Hadoop provides a number of components and tools that BDD requires to process and manage data. The Hadoop Distributed File System (HDFS) stores your source data and Hadoop Spark on YARN runs all Data Processing jobs. This topic discusses how BDD fits into the Spark and Hadoop environment.
Hadoop is a platform for distributed storing, accessing, and analyzing all kinds of data: structured, unstructured, and data from the Internet Of Things. It is broadly adopted by IT organizations, especially those that have high volumes of data.
By coupling tightly with Spark and Hadoop, Oracle Big Data Discovery achieves data discovery for any data, at significantly-large scale, with high query-processing performance.
About Hadoop distributions
Big Data Discovery works with very large amounts of data stored within HDFS. A Hadoop distribution is a prerequisite for the product, and it is critical for the functionality provided by the product.
BDD uses the HDFS, Hive, Spark, and YARN components packaged with a specific Hadoop distribution. For detailed information on Hadoop version support and packages, see the Installation Guide.
BDD inside the Hadoop Infrastructure
Big Data Discovery brings itself to the data that is natively available in Hadoop.

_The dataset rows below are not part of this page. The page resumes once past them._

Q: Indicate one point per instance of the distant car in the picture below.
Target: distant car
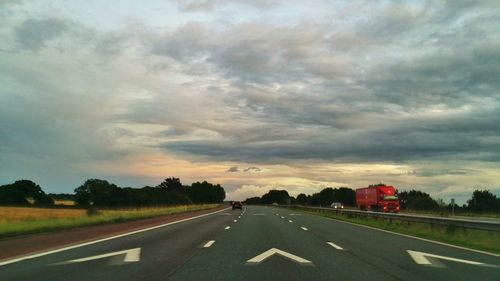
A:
(337, 205)
(237, 205)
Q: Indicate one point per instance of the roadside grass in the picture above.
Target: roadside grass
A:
(18, 221)
(62, 202)
(470, 238)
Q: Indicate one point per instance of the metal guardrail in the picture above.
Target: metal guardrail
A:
(451, 222)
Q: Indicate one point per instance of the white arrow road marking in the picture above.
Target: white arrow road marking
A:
(259, 258)
(209, 243)
(335, 246)
(131, 255)
(422, 258)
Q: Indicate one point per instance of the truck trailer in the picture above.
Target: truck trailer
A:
(378, 198)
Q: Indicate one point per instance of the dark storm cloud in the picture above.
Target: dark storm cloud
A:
(410, 82)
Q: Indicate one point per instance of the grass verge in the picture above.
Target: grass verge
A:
(28, 226)
(470, 238)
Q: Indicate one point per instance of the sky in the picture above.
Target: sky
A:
(253, 95)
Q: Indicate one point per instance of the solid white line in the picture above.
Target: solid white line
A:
(209, 243)
(335, 246)
(9, 261)
(418, 238)
(131, 255)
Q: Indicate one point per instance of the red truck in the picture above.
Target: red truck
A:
(378, 198)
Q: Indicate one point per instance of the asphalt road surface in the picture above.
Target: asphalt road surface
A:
(258, 243)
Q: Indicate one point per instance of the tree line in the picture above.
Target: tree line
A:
(482, 201)
(325, 197)
(98, 192)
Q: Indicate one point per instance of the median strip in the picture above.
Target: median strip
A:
(18, 259)
(209, 243)
(335, 246)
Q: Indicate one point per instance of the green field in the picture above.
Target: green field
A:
(17, 221)
(470, 238)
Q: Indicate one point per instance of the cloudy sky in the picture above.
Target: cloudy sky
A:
(253, 95)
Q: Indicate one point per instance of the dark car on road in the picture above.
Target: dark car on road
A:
(237, 205)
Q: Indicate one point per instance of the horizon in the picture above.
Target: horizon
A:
(252, 95)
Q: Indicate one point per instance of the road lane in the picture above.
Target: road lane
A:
(258, 244)
(254, 234)
(388, 251)
(162, 251)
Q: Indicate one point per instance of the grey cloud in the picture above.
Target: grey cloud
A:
(233, 169)
(32, 34)
(252, 170)
(209, 5)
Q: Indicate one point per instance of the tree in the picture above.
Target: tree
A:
(205, 192)
(483, 201)
(417, 200)
(276, 196)
(301, 199)
(346, 196)
(20, 191)
(97, 192)
(253, 200)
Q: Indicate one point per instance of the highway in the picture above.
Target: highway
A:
(258, 243)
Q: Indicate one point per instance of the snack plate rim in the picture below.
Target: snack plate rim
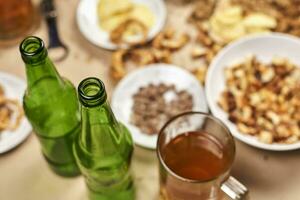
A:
(203, 107)
(105, 43)
(250, 140)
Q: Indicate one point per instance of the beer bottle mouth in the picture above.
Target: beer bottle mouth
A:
(92, 92)
(33, 49)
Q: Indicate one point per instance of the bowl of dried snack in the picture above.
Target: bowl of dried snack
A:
(146, 98)
(113, 24)
(14, 127)
(253, 85)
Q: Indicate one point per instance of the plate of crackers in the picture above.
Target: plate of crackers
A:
(14, 127)
(113, 24)
(253, 86)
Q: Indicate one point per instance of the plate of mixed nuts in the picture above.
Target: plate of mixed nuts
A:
(147, 98)
(253, 86)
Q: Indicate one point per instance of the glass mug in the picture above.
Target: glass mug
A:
(196, 152)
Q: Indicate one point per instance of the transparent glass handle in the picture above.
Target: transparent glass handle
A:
(234, 189)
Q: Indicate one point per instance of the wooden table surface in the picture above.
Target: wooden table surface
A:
(24, 174)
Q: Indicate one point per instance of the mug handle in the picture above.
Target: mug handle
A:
(234, 189)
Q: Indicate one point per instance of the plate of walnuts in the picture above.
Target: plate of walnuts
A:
(253, 86)
(14, 127)
(147, 98)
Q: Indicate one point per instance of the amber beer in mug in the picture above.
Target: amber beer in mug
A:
(196, 152)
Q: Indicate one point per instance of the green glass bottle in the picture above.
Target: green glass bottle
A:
(104, 148)
(51, 105)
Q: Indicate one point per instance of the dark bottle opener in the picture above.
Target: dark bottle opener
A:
(58, 51)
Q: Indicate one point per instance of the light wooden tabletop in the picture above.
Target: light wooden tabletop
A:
(24, 174)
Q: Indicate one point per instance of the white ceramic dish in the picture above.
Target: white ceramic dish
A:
(14, 88)
(88, 24)
(264, 47)
(157, 73)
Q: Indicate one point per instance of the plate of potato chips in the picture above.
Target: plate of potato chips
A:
(113, 24)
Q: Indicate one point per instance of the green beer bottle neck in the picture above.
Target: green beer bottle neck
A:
(38, 65)
(100, 129)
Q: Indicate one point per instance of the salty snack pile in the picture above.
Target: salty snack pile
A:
(11, 112)
(155, 104)
(263, 100)
(231, 23)
(160, 50)
(124, 20)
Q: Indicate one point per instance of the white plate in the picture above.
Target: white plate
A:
(157, 73)
(14, 88)
(87, 21)
(264, 47)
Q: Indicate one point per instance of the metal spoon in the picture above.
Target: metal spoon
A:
(58, 51)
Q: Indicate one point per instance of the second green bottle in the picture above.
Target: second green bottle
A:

BDD maintains a list of all of a company’s data sources found in Hive and registered in HCatalog. When new data arrives, BDD lists it in Studio's Catalog, decorates it with profiling and enrichment metadata, and, when you take this data for further exploration, takes a sample of it. It also lets you explore the source data further by providing an automatically-generated list of powerful visualizations that illustrate the most interesting characteristics of this data. This helps you cut down on time spent for identifying useful source data sets, and on data set preparation time; it increases the amount of time your team spends on analytics leading to insights and new ideas.
Benefits of integration of BDD with Hadoop and Spark ecosystem
Big Data Discovery is deployed directly on a subset of nodes in the pre-existing Hadoop cluster where you store the data you want to explore, prepare, and analyze.
By analyzing the data in the Hadoop cluster itself, BDD eliminates the cost of moving data around an enterprise’s systems — a cost that becomes prohibitive when enterprises begin dealing with hundreds of terabytes of data. Furthermore, a tight integration of BDD with HDFS allows profiling, enriching, and indexing data as soon as the data enters the Hadoop cluster in the original file format. By the time you want to see a data set, BDD has already prepared it for exploration and analysis. BDD leverages the resource management capabilities in Spark to let you run mixed-workload clusters that provide optimal performance and value.
Finally, direct integration of BDD with the Hadoop ecosystem streamlines the transition between the data preparation done in BDD and the advanced data analysis done in tools such as Oracle R Advanced Analytics for Hadoop (ORAAH), or other 3rd party tools. BDD lets you export a cleaned, sampled data set as a Hive table, making it immediately available for users to analyze in ORAAH. BDD can also export data as a file and register it in Hadoop, so that it is ready for future custom analysis.